The following statement from Tasmania’s Director of Public Health, Dr Roscoe Taylor, is in response to a two-part story aired on ABC television’s Australian Story program on 15 and 22 February. The story related to concerns that have been raised by Dr Alison Bleaney about drinking water quality at St Helens on Tasmania’s east coast.

"Dr Bleaney’s concerns for river water quality and her community have always been appreciated as they help to increase awareness of important public health issues such as drinking water quality. Keeping pesticides and chemicals out of our waterways makes good public health as well as environmental sense.

Tasmania now has what is probably Australia’s most comprehensive statewide monitoring system in place to detect pesticide contamination events, with further refinements to the system expected in the future. There have been a number of low-level detections in streams since commencement in 2005 and wherever possible these are investigated by the relevant Department. However none of the levels detected in streams have reached anywhere near the national ‘Health Values’ set by the National Health and Medical Research Council (NHMRC) and it is very uncommon for such contaminants to be detected at all in community drinking water supplies. The NHMRC Health Values are based on safe consumption over a whole lifetime, so it is regarded as extremely unlikely that any adverse health effects will ever arise because of such episodes in the past. Nonetheless over the past five years as Director of Public Health I have twice taken action on a precautionary basis to prohibit a polluter from using a chemical in catchments. 

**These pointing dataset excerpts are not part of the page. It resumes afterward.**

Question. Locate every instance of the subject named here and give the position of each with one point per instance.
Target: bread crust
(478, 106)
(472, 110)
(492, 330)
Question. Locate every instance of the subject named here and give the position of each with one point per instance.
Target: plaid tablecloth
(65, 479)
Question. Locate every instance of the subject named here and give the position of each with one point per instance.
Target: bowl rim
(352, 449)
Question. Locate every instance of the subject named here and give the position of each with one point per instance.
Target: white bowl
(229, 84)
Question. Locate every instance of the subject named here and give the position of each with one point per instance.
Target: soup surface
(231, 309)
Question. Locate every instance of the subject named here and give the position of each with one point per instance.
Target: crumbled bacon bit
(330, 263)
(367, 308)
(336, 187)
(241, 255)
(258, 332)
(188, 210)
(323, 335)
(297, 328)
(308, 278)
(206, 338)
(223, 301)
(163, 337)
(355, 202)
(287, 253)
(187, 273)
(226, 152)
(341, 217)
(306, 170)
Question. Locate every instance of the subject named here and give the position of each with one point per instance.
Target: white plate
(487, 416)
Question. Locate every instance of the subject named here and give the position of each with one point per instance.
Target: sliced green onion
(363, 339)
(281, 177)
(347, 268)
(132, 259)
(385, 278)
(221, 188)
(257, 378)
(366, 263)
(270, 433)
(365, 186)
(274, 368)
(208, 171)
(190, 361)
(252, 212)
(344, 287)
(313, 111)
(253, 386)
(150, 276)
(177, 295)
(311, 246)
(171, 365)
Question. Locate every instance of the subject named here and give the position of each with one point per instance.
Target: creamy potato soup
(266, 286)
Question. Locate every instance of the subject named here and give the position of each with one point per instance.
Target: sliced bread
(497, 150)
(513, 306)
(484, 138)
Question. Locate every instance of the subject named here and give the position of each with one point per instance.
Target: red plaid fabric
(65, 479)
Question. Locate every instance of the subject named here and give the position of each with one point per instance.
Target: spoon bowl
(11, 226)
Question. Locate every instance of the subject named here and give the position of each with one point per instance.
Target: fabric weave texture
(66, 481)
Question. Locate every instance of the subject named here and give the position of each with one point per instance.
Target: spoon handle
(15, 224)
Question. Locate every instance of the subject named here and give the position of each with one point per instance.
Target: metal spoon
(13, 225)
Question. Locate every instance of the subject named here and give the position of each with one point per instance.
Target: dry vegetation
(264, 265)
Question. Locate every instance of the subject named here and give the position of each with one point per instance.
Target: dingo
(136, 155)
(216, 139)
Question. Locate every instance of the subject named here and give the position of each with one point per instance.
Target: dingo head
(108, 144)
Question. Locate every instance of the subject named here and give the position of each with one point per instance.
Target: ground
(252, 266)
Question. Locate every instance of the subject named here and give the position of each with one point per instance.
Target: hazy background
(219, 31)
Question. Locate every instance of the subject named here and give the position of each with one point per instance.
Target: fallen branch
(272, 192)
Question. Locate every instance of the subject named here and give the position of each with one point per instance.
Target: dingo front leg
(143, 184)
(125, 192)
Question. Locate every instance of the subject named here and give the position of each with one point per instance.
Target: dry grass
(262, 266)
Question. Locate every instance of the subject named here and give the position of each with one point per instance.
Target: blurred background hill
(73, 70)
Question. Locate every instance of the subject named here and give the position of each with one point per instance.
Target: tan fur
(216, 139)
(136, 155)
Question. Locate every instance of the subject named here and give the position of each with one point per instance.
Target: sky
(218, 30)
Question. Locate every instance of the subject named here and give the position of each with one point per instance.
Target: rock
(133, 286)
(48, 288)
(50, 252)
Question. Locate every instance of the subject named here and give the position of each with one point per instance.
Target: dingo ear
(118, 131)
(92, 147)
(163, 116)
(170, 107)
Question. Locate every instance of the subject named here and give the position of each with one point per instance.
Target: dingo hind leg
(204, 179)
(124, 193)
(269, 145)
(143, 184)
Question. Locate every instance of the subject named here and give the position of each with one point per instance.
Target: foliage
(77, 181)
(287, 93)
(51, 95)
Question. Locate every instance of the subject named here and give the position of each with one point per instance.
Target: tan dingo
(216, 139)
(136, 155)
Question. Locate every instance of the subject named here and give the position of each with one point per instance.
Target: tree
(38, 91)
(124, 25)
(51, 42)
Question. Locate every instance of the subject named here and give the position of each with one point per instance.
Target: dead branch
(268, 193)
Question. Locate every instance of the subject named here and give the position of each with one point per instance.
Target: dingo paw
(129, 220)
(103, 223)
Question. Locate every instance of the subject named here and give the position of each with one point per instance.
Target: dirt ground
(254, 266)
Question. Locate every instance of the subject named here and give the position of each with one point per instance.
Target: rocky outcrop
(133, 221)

In relation to Dr Bleaney’s original concerns about cancer rates in the St Helen’s area in 2004, these have never been able to be substantiated. Our investigation included review of the types of cancers she listed, an assessment of the likely occurrence of certain diseases that had been raised as concerns, and an audit and independent review of thirteen patient charts she had selected regarding neurological cases in her general practice. None of these suggested any abnormal clustering of particular disease types. We have also monitored cancer rates for the area, and there has been nothing to suggest anything out of the ordinary or adverse trends, including in the more recent reports from the Tasmanian Cancer Registry.”